# Modelling the indicator that a sum of Bernoulli random variables is positive

I (a fairly new Stan user) am trying to generate parameter estimates for the following scenario:

• I have N observations and P predictors. Each predictor is binary, representing whether a certain activity was partaken in
• Each predictor has an associated, unknown risk \theta_j \in [0, 1] for j \in \{1, ..., P\}
• The event that an incident occurs during activity j for observation i is I_{i, j} \sim \text{Ber}(X_{i,j} \cdot \theta_j)
• The total number of incidents for observation i (which is not recorded) is Z_i = \sum_{j=1}^N I_{i, j}
• Finally, the variable we have available is Y_i = \mathbb{1}\{Z_i > 0\}

I’ve calculated the pmf of Y_i to be

p_{Y_i}(y) = \begin{cases} 1 - \prod_{j=1}^P (1-X_{i,j} \cdot \theta_j) & y =1 \\ \prod_{j=1}^P (1-X_{i,j} \cdot \theta_j) & y = 0 \end{cases}

This is where I start to get stuck. If my understanding is correct, I want to increment target by the logarithm of this function. Taking the logarithm of the case y=0 is simple, but things get messy for y=1. Are there any tips or advice on how I could best implement this model in Stan? Moreover, as my desired dataset is quite large, an efficient solution would be appreciated.

For reference, my Stan code is

data {
int<lower=0> N;                            // number of observations
int<lower=0> P;                            // number of activities
matrix[N, P] X;                            // activity occurrences
vector<lower=0, upper=1>[N] y;             // at least one incident
}
parameters {
vector<lower=0, upper=1>[P] theta;         // activity risks
}
model {
theta ~ uniform(0, 1);                     // prior
// How to modify target?
}


As for data, I am currently prototyping the model, so I am using random X and \theta.

EDIT

I should point out that I am aware you can do these computations rather directly as

model {
real s;
real t;
theta ~ uniform(0, 1);                     // prior
for (i in 1:N) {                           // likelihood
s = 1 - 2 * y[i];
t = 1;
for (j in 1:P) {
t *= 1 - X[i, j] * theta[j];
}
t += y[i];
target += log(t);
}
}


I just worry that this approach will be too slow for large models and risk numerical precision errors.

You can do the y=0 calculation and then use log1m_exp() function to convert it to the y=1 case.
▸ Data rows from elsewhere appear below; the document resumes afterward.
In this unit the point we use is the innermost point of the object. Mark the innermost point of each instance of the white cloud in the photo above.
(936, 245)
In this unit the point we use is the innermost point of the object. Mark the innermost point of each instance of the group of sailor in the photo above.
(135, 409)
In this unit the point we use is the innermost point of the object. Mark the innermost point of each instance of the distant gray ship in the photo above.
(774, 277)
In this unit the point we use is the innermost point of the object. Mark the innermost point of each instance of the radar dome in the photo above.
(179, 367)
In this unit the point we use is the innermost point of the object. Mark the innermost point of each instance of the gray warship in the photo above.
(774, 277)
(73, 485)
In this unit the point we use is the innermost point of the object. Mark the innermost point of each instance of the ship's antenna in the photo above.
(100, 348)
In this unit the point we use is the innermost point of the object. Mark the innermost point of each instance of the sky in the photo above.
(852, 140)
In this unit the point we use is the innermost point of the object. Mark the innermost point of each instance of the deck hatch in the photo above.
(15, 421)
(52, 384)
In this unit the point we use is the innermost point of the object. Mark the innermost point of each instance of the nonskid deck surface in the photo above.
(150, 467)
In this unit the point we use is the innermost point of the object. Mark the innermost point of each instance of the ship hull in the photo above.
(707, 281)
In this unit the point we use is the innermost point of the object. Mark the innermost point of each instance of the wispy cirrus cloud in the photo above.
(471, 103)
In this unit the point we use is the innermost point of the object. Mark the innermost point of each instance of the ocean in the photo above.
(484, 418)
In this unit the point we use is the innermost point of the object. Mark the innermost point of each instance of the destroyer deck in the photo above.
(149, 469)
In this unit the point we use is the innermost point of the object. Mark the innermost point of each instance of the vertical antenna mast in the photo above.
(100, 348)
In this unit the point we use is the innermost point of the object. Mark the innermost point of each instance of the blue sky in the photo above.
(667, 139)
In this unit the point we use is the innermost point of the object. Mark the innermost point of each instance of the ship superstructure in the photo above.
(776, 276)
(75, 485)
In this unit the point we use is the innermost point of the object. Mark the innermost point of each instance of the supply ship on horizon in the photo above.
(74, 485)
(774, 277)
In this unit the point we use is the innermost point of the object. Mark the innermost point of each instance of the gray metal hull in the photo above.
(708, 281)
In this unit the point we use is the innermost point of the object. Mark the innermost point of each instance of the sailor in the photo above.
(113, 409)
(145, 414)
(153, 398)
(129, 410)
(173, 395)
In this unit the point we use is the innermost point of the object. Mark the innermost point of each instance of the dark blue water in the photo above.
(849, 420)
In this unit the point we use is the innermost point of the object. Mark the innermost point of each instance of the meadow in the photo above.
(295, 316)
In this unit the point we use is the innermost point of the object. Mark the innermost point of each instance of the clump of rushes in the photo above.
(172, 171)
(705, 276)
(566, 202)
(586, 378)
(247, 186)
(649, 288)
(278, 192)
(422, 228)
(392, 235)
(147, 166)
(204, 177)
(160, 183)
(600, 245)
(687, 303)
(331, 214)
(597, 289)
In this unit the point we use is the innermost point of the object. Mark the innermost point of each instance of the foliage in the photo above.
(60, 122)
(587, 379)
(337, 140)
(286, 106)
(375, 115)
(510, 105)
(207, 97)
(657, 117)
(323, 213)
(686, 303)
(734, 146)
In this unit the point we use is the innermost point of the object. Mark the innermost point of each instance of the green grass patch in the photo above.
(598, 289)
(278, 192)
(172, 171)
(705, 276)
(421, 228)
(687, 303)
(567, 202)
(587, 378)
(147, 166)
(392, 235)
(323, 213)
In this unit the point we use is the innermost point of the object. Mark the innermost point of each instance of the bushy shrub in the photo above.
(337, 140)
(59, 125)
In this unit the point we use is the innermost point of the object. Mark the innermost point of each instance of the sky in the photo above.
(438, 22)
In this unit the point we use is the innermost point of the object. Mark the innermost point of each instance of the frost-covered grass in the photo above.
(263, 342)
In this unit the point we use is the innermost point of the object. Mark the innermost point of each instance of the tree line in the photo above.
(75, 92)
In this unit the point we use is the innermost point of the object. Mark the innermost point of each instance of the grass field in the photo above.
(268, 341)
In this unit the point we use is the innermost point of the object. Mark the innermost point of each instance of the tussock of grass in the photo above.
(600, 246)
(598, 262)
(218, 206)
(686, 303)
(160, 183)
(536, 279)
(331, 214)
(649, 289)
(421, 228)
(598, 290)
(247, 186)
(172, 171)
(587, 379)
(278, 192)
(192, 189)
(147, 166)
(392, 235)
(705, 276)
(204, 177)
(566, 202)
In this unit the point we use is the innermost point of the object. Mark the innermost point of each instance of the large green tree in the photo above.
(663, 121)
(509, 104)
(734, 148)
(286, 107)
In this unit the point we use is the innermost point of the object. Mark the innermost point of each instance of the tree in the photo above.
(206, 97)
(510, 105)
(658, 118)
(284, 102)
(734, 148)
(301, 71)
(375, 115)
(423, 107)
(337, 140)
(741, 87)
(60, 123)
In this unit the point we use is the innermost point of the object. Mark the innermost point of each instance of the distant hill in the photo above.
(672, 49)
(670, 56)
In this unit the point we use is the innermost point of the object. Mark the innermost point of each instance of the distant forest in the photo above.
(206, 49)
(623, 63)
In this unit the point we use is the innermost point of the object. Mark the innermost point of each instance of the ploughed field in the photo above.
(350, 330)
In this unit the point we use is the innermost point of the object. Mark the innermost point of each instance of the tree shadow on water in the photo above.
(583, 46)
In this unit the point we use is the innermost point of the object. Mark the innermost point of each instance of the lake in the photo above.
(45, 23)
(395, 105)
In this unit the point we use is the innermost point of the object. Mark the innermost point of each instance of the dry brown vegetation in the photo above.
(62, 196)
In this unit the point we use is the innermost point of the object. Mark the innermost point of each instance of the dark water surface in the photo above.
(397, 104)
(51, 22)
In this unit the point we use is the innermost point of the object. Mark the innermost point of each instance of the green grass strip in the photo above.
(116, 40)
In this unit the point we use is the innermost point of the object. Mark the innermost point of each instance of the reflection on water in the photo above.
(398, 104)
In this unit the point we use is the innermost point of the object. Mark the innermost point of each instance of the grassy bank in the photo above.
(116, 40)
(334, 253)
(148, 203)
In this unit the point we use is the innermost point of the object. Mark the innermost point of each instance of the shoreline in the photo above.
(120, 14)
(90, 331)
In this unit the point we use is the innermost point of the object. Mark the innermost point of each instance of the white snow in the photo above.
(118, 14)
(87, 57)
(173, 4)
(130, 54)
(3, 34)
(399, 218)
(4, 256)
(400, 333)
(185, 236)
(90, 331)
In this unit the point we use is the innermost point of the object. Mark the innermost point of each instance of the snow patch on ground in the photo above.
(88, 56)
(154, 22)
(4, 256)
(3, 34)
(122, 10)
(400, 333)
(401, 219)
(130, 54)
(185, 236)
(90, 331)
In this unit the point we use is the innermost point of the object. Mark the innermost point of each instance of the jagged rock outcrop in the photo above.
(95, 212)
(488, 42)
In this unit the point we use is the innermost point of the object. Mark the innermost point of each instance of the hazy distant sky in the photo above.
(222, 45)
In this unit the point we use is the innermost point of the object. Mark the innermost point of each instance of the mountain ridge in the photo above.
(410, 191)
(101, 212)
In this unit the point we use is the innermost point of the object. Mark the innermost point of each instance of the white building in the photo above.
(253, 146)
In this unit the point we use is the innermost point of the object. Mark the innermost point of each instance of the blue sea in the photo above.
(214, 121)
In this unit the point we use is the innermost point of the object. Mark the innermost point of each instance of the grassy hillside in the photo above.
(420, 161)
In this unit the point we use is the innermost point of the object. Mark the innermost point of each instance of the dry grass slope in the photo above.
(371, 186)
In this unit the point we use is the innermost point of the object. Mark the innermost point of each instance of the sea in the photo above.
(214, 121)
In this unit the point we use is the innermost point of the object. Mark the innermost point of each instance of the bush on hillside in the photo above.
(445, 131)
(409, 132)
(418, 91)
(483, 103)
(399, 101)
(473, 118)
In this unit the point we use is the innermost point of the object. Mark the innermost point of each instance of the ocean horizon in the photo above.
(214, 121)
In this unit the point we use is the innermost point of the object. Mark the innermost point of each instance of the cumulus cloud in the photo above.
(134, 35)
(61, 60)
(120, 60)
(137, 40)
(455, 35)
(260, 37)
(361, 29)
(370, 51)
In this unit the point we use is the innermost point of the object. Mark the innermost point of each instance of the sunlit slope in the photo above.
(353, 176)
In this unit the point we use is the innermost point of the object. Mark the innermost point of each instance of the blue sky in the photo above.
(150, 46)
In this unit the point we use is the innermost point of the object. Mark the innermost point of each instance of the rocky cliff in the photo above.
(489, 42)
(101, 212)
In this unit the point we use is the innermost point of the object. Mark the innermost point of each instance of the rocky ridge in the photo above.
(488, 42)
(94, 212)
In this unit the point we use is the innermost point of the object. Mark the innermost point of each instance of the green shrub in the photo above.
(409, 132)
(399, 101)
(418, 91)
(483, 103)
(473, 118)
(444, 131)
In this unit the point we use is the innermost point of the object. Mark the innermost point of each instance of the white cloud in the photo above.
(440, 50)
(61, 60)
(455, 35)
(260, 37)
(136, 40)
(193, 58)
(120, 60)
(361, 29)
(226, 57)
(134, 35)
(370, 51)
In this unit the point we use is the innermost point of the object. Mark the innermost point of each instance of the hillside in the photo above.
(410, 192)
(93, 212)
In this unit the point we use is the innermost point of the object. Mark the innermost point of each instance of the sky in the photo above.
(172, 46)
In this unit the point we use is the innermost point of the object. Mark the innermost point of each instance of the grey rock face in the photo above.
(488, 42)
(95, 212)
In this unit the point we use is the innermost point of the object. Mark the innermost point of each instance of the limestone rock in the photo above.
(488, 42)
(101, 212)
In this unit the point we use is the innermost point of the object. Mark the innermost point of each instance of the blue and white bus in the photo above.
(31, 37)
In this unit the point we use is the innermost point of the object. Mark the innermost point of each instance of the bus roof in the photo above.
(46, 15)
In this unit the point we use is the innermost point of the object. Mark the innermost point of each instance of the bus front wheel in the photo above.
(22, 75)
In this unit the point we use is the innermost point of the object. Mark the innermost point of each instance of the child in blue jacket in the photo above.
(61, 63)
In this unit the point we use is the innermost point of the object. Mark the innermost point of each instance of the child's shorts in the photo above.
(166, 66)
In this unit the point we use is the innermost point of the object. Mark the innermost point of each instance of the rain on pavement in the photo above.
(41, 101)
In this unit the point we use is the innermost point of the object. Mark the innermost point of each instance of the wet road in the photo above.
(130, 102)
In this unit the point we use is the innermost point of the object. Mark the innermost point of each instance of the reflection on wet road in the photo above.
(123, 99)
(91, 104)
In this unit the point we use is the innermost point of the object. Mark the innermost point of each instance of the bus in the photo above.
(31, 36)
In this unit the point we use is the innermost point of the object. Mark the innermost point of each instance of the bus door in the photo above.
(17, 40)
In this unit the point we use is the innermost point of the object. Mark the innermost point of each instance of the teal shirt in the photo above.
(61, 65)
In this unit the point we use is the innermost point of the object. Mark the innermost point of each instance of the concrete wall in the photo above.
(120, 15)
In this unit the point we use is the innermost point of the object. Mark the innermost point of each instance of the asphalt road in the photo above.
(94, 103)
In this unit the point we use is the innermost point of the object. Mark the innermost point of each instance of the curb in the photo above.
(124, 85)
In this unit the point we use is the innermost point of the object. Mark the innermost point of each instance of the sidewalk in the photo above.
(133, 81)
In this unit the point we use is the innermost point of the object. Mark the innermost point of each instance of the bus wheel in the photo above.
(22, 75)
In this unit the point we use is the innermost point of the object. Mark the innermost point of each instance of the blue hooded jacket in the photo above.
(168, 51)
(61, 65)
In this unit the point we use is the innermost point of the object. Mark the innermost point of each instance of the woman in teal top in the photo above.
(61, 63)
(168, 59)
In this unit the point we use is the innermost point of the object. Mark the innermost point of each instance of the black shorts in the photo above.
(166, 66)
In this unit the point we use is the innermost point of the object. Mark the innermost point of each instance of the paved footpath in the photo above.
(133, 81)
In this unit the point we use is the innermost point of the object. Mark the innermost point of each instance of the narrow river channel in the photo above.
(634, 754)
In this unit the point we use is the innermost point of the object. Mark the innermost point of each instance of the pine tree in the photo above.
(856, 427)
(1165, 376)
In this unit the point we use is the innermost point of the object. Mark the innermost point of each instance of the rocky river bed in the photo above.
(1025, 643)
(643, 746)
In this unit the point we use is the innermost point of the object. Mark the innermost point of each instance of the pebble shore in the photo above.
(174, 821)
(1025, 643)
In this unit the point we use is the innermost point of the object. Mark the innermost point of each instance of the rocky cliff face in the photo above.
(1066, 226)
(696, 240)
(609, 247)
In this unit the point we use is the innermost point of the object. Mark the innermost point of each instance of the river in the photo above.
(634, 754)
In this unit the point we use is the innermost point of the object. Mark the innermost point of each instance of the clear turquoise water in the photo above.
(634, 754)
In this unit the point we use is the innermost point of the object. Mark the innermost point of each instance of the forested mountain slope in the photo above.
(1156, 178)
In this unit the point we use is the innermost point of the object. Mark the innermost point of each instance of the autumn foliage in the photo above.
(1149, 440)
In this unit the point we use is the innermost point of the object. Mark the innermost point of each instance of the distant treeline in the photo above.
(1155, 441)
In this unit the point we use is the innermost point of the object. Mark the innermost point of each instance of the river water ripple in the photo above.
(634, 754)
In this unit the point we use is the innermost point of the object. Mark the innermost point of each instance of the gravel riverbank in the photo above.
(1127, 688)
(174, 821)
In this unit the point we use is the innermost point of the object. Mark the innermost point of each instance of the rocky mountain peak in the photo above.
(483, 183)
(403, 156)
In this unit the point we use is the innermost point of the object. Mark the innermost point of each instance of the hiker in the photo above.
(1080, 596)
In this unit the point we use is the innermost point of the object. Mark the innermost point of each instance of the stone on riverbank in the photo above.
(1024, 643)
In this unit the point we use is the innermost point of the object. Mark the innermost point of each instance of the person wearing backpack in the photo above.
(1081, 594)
These composed functions are numerically stable.
For binary predictors, I’d use int type instead of matrix (which is continuous) but that’s a matter of taste.

data {
int<lower=0> N;                            // number of observations
int<lower=0> P;                            // number of activities
int<lower=0, upper=1> X[N, P];             // activity occurrences
int<lower=0, upper=1> y[N];                // at least one incident
}
parameters {
vector<lower=0, upper=1>[P] theta;         // activity risks
}
model {
theta ~ uniform(0, 1);                     // prior
for (n in 1:N) {
real s = 0.0;
for (p in 1:P) {
if (X[n,p] == 1) {
s += log1m(theta[p]);
}
}
if (y[n] == 1) {
target += log1m_exp(s);
} else {
target += s;
}
}
}


Thank you @nhuurre. That was the piece that I was missing.